Maulik D, Nanda N C, Saini V D
Am J Cardiol. 1984 Feb 1;53(4):572-8. doi: 10.1016/0002-9149(84)90033-x.
Adequate pulse Doppler echocardiographic (echo) studies of the fetus were performed in 15 of 16 subjects in the third trimester of pregnancy (28 to 36 weeks) using a commercially available Duplex system with a fast Fourier transform analyzer. A preliminary real-time 2-dimensional (2-D) echo examination was first performed to identify the fetal cardiac structures and obtain standard planes. The Doppler beam was then positioned along the long axis of the main pulmonary artery (PA), imaged in the standard short-axis or left ventricular-pulmonic plane, to obtain maximal Doppler frequency shifts. In 6 of 15 fetuses (40%) in whom the inner PA width could be measured, right ventricular (RV) stroke volume ranged from 1.01 to 3.76 ml. RV cardiac output ranged from 148 to 451 ml/min (128 to 239 ml/min/kg when normalized for estimated fetal weight). In 1 of 9 fetuses in whom PA width could not be reliably measured, a marked decrease (60%) in the PA flow velocity curve area and, therefore, in the stroke volume was noted during ectopic beats. In keeping with known fetal physiology, greater Doppler frequency shifts were noted in the right atrium than in the left atrium. Also, increased Doppler frequency shifts were noted in the left atrium during the open position of the valve of foramen ovale compared to its closed position. Our study shows the feasibility of studying normal and abnormal fetal hemodynamics noninvasively using Doppler echocardiography.

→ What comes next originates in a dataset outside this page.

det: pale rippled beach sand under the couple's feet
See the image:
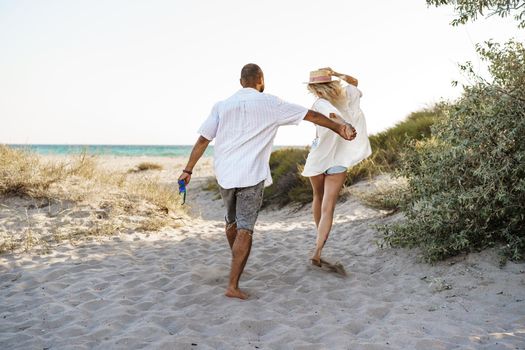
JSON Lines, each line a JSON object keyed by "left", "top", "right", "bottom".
{"left": 0, "top": 156, "right": 525, "bottom": 350}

在妊娠晚期(28至36周)的16名研究对象中,有15名使用市售的带有快速傅里叶变换分析仪的双功系统进行了充分的胎儿脉冲多普勒超声心动图(超声)研究。首先进行初步的实时二维(2-D)超声检查,以识别胎儿心脏结构并获得标准平面。然后将多普勒束沿着主肺动脉(PA)的长轴定位,在标准短轴或左心室-肺动脉平面成像,以获得最大多普勒频移。在15名可测量肺动脉内径的胎儿中,有6名(40%)右心室(RV)每搏输出量为1.01至3.76毫升。右心室心输出量为148至451毫升/分钟(根据估计胎儿体重进行标准化后为128至239毫升/分钟/千克)。在9名无法可靠测量肺动脉宽度的胎儿中,有1名在异位搏动期间肺动脉流速曲线面积明显下降(60%),因此每搏输出量也下降。与已知的胎儿生理学一致,右心房的多普勒频移大于左心房。此外,卵圆孔瓣开放位置时左心房的多普勒频移比其关闭位置时增加。我们的研究表明,使用多普勒超声心动图无创研究正常和异常胎儿血流动力学是可行的。